Les fans présent.e.s en masse ne font plus dans la demi-mesure. Pour bon nombre d’entre eux/elles, désormais, la France doit se retirer de l’Eurovision. Pourquoi une telle colère? Tout simplement parce que les producteurs de l’émission ont révélé la nuit dernière l’ordre de passage des 27 finalistes de l’édition 2015 du concours de chant organisé cette année en Autriche. Et cette année, la Française Lisa Angell concourra en deuxième position avec sa chanson N’oubliez pas. Soit juste après le démarrage de l’émission.

Pour beaucoup, la France est une nouvelle fois «saquée». Jusqu’en 2012, cet ordre de passage était décidé exclusivement par tirage au sort. Bien décidée à revivifier le concours, l’organisation suédoise avait décidé, en 2013, avec l’accord de l’Union Européenne de Radio-télévision (UER), d’imposer elle-même le conducteur de l’émission. Afin de l’équilibrer et de s’éviter un tunnel de chansons lentes. Histoire de rassurer celles et ceux qui craignaient que ce système favorise certain.e.s compétiteurs/compétitrices, il avait toutefois été acté qu’un tirage au sort déterminerait du passage de chacun.e en première ou seconde partie d’émission. Pas de quoi calmer les ardeurs des aficionados: à l’Eurovision, un.e participant.e a plus de chance de remporter le pompon s’il passe en deuxième partie de show. Et plus précisément entre la 17e et la 23e place. Seule Conchita Wurst était parvenue à déjouer ce système l’an passé, alors qu’elle se présentait en 11e position. Mais c’était Conchita. Avec le phénomène qui l’accompagnait alors, absent de la compétition cette année.

En 2013, la France avait ouvert le bal en première position avec Amandine Bourgeois. «Je crois que les Suédois ne savaient pas quoi faire de sa chanson», nous avait expliqué un membre de la délégation française, après l’événement. L’an passé, à Copenhague, les Twin Twin avaient ouvert le bal… de la seconde partie, en passant 14e. Ces places, on le sait, sont très compliquées. Mais la deuxième position qu’occupe désormais notre représentante – qui avait tiré une place en première partie – est carrément considérée comme «maudite». Il suffit, pour s’en convaincre, de jeter un œil aux résultats des années précédentes.

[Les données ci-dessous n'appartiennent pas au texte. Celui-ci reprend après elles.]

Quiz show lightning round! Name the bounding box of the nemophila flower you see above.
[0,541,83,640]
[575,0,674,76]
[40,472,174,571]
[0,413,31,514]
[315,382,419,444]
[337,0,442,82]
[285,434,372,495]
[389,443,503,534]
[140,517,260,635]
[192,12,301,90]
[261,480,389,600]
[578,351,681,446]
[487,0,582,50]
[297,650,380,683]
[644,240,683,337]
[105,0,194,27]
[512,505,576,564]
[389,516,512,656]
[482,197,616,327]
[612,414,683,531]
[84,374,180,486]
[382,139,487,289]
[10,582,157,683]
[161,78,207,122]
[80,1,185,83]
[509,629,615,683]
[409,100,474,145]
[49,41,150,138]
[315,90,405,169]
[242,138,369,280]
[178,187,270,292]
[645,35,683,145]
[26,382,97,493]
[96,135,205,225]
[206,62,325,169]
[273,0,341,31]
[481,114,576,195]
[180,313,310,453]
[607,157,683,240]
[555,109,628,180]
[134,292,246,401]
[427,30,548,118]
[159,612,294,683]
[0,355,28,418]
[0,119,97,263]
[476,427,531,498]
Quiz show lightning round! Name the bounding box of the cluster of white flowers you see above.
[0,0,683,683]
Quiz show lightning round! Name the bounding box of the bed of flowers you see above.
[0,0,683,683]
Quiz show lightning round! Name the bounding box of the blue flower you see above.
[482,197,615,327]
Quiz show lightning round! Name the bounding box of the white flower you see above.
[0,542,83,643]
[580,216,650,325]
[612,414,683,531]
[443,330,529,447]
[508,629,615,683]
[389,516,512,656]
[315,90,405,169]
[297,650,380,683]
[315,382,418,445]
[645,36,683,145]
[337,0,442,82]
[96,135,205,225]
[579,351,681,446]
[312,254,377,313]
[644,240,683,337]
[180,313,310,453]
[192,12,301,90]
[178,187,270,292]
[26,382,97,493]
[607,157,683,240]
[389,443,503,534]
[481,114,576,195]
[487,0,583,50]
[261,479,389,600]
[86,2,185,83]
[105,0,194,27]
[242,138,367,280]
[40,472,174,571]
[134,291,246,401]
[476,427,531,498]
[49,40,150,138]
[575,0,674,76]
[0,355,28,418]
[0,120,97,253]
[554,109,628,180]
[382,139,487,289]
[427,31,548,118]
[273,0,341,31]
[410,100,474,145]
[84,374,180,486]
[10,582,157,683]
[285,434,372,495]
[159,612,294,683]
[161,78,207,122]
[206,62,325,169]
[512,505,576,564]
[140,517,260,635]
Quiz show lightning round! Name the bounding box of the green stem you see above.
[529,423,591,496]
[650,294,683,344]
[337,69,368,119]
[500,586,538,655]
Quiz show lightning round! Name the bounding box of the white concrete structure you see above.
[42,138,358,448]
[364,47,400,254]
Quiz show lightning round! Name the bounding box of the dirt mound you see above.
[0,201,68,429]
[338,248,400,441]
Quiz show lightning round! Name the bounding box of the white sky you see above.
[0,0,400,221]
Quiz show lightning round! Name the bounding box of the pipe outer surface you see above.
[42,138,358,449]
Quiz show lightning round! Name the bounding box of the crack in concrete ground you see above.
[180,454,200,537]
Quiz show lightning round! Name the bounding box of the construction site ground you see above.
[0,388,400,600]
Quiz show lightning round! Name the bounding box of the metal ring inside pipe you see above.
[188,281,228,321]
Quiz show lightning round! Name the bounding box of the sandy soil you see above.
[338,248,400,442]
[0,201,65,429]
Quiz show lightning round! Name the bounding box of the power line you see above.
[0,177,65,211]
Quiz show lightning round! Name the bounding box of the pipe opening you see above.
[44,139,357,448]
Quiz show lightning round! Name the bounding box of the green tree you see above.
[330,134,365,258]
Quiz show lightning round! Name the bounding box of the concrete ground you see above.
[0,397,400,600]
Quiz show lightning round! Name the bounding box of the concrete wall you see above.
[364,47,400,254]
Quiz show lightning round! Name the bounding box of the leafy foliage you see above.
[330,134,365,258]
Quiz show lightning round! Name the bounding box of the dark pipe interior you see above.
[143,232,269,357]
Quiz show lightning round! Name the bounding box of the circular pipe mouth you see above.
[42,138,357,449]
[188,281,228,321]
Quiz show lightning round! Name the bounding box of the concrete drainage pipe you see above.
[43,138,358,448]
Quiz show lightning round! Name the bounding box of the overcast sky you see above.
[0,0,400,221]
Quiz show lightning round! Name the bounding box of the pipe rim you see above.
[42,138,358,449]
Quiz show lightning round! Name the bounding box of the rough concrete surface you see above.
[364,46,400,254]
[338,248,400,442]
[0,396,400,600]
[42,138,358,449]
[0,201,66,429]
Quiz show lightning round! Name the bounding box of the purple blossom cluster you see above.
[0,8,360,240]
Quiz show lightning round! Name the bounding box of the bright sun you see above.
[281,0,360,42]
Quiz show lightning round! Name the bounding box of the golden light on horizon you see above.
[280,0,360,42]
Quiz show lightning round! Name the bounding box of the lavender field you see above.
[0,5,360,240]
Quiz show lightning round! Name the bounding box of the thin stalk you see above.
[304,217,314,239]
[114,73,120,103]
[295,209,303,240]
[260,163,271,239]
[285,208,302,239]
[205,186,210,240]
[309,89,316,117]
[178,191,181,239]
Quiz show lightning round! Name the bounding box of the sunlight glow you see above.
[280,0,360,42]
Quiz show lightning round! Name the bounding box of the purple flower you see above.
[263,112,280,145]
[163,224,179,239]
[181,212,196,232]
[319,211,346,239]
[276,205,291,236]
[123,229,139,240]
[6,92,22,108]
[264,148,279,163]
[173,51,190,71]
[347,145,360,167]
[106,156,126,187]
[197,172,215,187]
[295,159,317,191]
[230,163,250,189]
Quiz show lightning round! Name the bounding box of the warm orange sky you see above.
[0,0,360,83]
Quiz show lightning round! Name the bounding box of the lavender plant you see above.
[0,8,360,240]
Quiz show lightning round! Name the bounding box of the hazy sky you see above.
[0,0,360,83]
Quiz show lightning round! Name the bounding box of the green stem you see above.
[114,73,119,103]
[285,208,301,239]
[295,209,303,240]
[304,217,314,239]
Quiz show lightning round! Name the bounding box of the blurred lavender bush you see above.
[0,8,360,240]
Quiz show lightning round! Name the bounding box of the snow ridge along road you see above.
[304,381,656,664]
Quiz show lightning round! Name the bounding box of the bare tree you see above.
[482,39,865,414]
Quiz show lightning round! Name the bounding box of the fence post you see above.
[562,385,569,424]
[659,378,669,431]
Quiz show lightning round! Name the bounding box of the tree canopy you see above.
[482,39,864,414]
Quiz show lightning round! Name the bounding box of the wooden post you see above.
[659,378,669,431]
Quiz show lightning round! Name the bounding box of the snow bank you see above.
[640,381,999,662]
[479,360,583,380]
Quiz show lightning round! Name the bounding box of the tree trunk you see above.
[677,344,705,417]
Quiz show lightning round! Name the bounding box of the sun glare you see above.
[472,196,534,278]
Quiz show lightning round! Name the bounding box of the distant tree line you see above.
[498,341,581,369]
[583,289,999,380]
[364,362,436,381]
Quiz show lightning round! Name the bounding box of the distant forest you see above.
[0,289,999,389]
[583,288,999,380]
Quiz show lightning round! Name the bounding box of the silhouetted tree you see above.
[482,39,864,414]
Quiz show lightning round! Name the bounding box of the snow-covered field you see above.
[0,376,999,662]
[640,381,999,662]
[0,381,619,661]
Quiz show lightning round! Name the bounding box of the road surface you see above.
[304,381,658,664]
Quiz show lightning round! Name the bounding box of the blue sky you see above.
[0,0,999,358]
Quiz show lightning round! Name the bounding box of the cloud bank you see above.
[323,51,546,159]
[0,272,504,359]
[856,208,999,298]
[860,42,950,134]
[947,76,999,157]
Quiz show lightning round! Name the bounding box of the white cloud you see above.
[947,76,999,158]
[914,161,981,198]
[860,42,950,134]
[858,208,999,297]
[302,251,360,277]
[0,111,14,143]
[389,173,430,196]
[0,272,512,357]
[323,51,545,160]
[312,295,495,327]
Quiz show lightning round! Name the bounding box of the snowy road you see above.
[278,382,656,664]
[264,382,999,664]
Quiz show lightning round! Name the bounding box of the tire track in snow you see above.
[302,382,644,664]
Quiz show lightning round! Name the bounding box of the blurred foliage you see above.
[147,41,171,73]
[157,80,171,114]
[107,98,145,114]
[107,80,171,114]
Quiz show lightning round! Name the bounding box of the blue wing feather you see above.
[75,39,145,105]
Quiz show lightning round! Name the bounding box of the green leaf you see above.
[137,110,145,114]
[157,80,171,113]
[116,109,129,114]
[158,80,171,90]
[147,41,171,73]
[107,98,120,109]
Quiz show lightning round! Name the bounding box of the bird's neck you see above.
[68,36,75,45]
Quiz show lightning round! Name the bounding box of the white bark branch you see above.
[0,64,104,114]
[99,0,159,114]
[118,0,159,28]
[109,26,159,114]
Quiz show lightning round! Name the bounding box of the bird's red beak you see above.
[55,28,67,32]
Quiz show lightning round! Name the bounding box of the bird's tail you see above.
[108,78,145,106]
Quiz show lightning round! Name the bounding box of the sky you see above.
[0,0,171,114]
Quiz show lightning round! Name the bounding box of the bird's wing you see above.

La pilule est d’autant plus amère pour les Français.es que, pour une fois, un véritable effort avait été consenti sur le titre censé nous représenter. Lisa Angell sait chanter. Son titre, bien que classique, est calibré «Eurovision». Entendez par là qu’il pourrait correspondre à ce qu’en attend le public européen. Enfin, la mise en scène est soignée, à l’inverse des deux dernières éditions.

On avait déjà eu la preuve que la France n’aimait pas l’Eurovision. Il semblerait désormais que cela soit réciproque.